The South Tyrolean student association (Südtiroler HochschülerInnenschaft, associazione universitaria sudtirolese, Ladin: lia di studenc dl’universitè de südtirol) is the most important South Tyrolean association for students. The South Tyrolean student association is in particular special, as this association is not dependent on one place but has different offices in big university cities, mainly 1 head office in Bolzano and 7 branch offices, 4 of them in Austria and 3 in Italy. The sh.asus was founded in 1955 as a non-profit association. The most important function lies in the union representation of interest of the South Tyrolean students and the students who are studying in South Tyrol.

==Functions of the sh.asus==
The sh.asus is defined as an interethnic association. The most important function of the sh.asus is the representation of interests of the students in social and cultural concerns. The sh.asus takes stands, regarding cultural, social, political issues and after all in matters of educational policy. The sh.asus is therefore present in the public and gives inputs for new ideas or improvements. Furthermore, the sh.asus organizes cultural events and it is an important office for advice regarding studying and universities.

==Structure==
The association with the head office in Bolzano and the 7 branch offices are controlled by a committee, which is composed of the committees of the 7 branch offices. The head committee elects the president, who afterwards nominates speakers for the different areas where the sh.asus acts (i.e. cultural, political or social area).

===Head office in Bolzano===
The head office of the sh.asus is placed in Bolzano. There, 4 employees are working for the interests of more or less 15.000 students. The most important part of their working time is invested in advises for the students. All those who finish their high school have the possibility to be informed by the sh.asus regarding further studies and universities. A very important part of the advice is the online-application of the province for a student grant; nearly 1000 students come every year to the office to complete the request. Furthermore, the office in Bolzano offers also a gratis psychological advice for students.

===Branch offices===
The main part of the life in the association takes part in the branch offices. Beside Bolzano there exist 7 branch offices in Innsbruck, Graz, Salzburg, Vienna, Bologna, Padova and Trento. The branch offices offer lodging options and organize cultural events, as well as sport and fun events. Every student has the possibility to participate these events and also to introduce his own ideas and suggestions.

==Members==
Every person, who accepts the statutes of the sh.asus can become a member of it. The membership is open for all people, independent of their culture, language etc. However, only students have the passive right to vote. Currently, the sh.asus has more than 1000 members.

==Political activity==
The aspects and issues collected during the advises are put into practice in the political activity. The sh.asus is part of the political committee for university education in South Tyrol and has a right of co-determination.

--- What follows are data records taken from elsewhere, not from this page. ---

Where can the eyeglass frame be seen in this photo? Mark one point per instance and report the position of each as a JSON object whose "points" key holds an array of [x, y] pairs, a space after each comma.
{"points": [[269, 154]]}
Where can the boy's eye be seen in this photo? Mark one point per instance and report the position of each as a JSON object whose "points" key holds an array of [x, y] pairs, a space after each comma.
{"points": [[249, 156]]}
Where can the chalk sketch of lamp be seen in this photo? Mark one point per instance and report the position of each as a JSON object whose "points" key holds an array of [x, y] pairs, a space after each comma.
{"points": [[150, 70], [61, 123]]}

Under constant communication with the politicians, the sh.asus tries to improve everything around university studies. Traditional it is very important for the sh.asus to improve the Italian recognition of university degrees acquired in Austria.

==Cultural activity==
The third main point of the sh.asus is the cultural activity: At least two times a year, they publish the “Skolast”. The “Skolast” is a magazine, which was founded in 1956 and is therefore one of the oldest multilingual publications of South Tyrol. The idea of a magazine was realized after all by Rainer Seberich and Franz von Walther, and is nowadays one of the most popular projects of the sh.asus. The topics are chosen according to actual issues and problems of the students.

==History==
The sh.asus was founded in 1955 and has passed through a very moved but after all successful development since then.
In the 50s the sh.asus tried to improve the working possibilities in Italy for students who completed their study in Austria. Furthermore, the founders of the sh.asus published the first “Skolast” and started with professional advises for students.
In the 60s the sh.asus had to fight with political problems regarding the goals of their organization. Finally the sh.asus was divorces in two parties and the idea of a united student organization was at the risk to fail.

The “studentproblem” was a big issue also in the 70s and the sh.asus veered away in its opinion from the SVP (South Tyrol’s biggest political party). Furthermore, the sh.asus opened the organization for the Italian language students.

In the 80s the situation between the SVP and the sh.asus improved a lot. However the student association had again big problems; In the 90s the committee of the sh.asus took the South Tyrolean publishing house “Athesia” to court, as they had published some false facts about the financial situation of the sh.asus. Finally the sh.asus succeeded in overcoming the problems and is nowadays the most important South Tyrolean association for students.